10. Pre/post race meal. Given the high need for carbs, what can be better than some good old fashioned home-cooked pasta. To wash it down with a glass of Chianti? Moto bene! This theory has been backed up with a few discussions with some pro riders I had the privilege of meeting over the years.
9. Keeping powder dry. The Giro has a tradition of riding piano (at a controlled tempo) early in the stage thus guaranteeing an explosive finale.
8. The route is harder. Generally considered a climber’s race, the Giro actually is a better test of a rider’s all around talent. In the Giro, Flat stages are not flat and the climbs are longer and steeper (see number 2) than what is found in France. In recent years, I believe the Tour de France is more of a Time Trialist’s race than an all around test.
7. The Tifosi. You have to admit, the Giro fans are knowledgeable, passionate, and enjoy their race. The Tour does attract fans from all over but the nod goes to Italy. Heck, where else do fans have their own name?
6. The route. The Giro route always guarantees interesting racing from the beginning. Mountains are interspersed during the first week forcing sprinters to work in order to be successful. Routes are designed to facilitate breakaways or force teams to work for every stage win. Within this year’s Giro, there are eight sprinter’s stages. (I will not say flat) which will need to be hard fought. Five stages are too hard for the sprinters and too easy for the climbers. Perfect fodder for a break. And finally, there are five mountain stages with four summit finishes. The Time trials are also in no way boring with one being a climbing time trial.
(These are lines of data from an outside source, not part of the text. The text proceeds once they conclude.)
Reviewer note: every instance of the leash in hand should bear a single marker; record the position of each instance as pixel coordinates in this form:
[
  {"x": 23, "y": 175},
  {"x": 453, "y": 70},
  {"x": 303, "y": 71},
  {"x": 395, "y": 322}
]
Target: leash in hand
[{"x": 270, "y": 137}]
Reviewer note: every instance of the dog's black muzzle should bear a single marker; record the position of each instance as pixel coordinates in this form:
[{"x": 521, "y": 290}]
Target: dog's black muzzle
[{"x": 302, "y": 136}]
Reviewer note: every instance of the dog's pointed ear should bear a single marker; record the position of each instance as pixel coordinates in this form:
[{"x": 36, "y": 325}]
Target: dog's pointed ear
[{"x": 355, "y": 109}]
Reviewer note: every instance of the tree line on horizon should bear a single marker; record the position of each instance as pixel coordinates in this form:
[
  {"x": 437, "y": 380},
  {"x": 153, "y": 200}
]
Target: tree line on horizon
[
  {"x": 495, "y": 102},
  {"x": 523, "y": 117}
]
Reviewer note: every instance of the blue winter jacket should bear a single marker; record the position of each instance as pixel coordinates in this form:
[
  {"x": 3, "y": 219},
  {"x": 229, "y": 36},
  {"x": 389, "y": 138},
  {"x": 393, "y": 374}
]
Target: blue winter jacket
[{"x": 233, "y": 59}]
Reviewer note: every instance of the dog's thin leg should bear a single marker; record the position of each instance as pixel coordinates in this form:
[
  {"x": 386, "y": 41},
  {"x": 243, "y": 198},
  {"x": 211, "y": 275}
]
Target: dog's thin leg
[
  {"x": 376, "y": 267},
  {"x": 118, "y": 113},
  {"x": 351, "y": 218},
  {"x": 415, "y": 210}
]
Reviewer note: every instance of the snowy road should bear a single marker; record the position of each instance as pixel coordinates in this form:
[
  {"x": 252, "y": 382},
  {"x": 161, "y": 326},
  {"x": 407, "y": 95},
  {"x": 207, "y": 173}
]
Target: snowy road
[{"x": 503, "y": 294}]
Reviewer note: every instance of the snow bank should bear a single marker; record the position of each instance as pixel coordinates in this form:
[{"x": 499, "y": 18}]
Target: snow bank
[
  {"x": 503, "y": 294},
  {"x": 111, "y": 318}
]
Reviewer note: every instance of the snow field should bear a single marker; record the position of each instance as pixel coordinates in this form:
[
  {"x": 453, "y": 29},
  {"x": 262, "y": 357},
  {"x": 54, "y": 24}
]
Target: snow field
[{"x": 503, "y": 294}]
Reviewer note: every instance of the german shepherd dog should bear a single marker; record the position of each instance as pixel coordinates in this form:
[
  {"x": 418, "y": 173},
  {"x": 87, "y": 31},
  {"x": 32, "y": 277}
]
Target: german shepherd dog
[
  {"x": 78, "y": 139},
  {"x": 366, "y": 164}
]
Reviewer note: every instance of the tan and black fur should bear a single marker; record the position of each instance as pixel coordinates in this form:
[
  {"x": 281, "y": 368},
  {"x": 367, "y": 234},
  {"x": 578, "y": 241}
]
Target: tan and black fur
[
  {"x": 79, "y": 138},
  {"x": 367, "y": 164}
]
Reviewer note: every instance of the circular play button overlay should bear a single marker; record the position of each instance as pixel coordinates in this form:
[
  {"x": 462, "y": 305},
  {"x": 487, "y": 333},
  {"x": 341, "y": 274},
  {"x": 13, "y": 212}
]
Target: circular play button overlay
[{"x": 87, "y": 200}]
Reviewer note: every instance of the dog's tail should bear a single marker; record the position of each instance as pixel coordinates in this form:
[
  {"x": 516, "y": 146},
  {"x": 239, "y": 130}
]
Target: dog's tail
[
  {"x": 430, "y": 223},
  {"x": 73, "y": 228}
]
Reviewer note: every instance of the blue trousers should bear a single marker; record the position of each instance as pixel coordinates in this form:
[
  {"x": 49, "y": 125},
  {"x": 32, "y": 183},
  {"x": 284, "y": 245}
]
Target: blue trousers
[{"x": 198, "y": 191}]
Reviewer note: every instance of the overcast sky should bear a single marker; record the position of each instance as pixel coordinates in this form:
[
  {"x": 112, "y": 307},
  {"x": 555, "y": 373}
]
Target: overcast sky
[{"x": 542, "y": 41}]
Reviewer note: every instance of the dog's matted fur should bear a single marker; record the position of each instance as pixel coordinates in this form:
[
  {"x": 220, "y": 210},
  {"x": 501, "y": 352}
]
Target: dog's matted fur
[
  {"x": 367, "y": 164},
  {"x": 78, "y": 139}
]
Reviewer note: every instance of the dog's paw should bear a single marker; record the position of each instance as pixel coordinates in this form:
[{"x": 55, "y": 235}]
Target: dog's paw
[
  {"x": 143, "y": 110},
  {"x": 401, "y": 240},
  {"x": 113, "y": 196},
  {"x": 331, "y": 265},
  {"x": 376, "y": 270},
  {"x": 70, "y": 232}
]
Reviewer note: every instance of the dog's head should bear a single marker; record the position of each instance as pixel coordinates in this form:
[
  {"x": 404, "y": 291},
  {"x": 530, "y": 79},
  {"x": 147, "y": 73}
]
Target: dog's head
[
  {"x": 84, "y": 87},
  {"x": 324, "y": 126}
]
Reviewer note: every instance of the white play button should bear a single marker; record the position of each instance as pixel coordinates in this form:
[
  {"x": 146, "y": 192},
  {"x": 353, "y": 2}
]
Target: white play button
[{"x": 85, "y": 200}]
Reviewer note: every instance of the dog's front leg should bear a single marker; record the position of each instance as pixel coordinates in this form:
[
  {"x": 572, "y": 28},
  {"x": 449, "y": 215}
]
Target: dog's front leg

This in addition to the opening TTT. The Tour only varies in its direction from clockwise to counter clockwise. Between the prologue and the first time trial it’s pretty boring.
5. Creative race organizers. The Giro is always in continuous improvement mode. Take this year’s Team Time Trial. The course was very difficult juxtaposed to the beauty and poetry of a team time trial. How about climbing on unpaved roads? Sometimes their ideas do not work like two stages in one day. But hey, they push the envelope.
4. Scenery. Both races offer beautiful vistas as backdrops to the race. I have to give the edge to the Giro.
3. No LNDD. Sorry, I had to put this in here.
2. Monte Zoncolan
1. The race is actually won by home town riders. In the last 25 years, the Tour de France has been won by Frenchmen 4 times (twice each by Laurent Fignon and Bernard Hinault). During the same time period, the Giro has been won by Italians 15 times including the last 10 consecutive races.